I have a system where certain clients actions are being logged to a central database for statistical reporting. The problem is a small number of users can generate tens of thousands of small records a day. Within a month we're into a million records added to a single table.
My question is, what's the best design pattern to handle this kind of usage? There's a few solutions I can think of, but some guidance for those that have experienced this kind of pattern would be nice:
Leave it as it is. Eventually backing-up/restoring the database becomes a time consuming operation even though the disc space of the database isn't growing as fast. As mentioned, the system definitely slows down as the table grows
Wipe the table to disk daily. Good solution although then statistical reporting becomes a process of merging text files. The advantage is the table stays small in the long run
Normalization/Schema changes: I've considered concatenating database records via normalization although this will great greater database connection and the number of records would still be the same
Disconnect the statistic database from the operations database. Good solution for clarity of data, but if the two databases are on the same machine and the operations are synchronous, it doesn't really solve the problem
[ April 16, 2008: Message edited by: Scott Selikoff ]
what types of things are you auditing? queries by user? logins? things other than jdbc? Is this for performance or auditing reasons? Some databases have auditing capabilities.

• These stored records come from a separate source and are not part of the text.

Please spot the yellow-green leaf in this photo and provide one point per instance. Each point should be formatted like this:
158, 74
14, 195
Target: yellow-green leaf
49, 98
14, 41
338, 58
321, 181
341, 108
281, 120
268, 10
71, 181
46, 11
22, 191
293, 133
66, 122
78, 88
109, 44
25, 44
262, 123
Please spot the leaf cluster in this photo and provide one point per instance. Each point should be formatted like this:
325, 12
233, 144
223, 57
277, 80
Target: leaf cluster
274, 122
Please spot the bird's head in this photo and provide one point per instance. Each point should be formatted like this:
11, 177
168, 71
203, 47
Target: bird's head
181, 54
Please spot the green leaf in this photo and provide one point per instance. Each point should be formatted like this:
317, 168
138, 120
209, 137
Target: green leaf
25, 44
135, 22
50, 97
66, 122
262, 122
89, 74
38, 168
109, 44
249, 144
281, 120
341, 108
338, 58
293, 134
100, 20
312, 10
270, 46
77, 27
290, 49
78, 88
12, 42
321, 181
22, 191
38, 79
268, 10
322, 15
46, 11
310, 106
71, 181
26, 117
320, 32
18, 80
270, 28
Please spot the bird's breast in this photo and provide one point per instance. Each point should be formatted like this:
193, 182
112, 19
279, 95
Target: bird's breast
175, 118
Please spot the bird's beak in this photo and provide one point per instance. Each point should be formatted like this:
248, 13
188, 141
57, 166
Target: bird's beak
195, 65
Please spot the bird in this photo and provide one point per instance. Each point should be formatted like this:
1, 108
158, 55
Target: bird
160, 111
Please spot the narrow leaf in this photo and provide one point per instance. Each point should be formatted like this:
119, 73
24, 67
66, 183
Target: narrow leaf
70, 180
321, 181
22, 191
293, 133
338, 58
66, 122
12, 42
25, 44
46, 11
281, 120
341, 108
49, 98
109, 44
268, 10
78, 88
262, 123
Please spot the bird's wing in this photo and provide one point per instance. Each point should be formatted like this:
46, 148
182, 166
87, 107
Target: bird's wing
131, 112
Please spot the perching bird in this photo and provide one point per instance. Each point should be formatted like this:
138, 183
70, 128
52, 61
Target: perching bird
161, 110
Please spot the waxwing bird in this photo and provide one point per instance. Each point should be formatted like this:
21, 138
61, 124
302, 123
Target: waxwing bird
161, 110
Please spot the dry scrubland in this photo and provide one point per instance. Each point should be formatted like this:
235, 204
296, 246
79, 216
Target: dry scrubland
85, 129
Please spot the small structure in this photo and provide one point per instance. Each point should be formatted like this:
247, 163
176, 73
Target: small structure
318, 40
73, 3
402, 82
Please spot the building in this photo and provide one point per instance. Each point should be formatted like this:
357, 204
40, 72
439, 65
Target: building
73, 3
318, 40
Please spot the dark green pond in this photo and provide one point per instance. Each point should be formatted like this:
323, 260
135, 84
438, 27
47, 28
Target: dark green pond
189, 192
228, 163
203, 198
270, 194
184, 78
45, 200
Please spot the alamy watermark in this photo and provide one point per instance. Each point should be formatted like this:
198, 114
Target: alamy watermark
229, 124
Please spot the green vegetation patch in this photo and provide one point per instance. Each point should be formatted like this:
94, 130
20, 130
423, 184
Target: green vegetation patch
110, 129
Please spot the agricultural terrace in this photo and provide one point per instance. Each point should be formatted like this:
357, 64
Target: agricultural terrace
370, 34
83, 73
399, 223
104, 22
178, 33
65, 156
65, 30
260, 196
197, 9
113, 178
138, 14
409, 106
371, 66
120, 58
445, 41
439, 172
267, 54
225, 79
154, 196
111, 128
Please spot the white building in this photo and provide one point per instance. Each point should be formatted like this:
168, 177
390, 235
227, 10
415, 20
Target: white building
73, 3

In the past I have aggregated older statistics and so was able to delete the details of all but the latest details. If you don't want to aggregate you could simply remove any data older than a month or archive it.
Yeah, the more I think about it, performing daily/weekly aggregate data builds then wiping the table is probably the best approach. The problem right now is we're working with the requirement "record everything, we'll sort it out later" mentality which needs to be fleshed out better since recording everything is too expensive.
Let's embrace that one person can generate 100,000 events in one day.
Let's embrace that we need to preserve the data for at least three months (and then it will be archived, or whatever).
First you have a row that talks about this person on this day and there is an ID for that row. Then, in another table, you have two columns: one column for the matching ID and one column for an integer that represents the time of day and type of event. There are 86400 seconds in a day. This leaves room for hundreds of types of events in a four byte int.
If you really need to put the squeeze on, you could log this to a file. The file name could represent the unique ID and then there could be a series of 4 byte ints. One day for one user doing 100,000 things would be 400k. Maybe 40k compressed.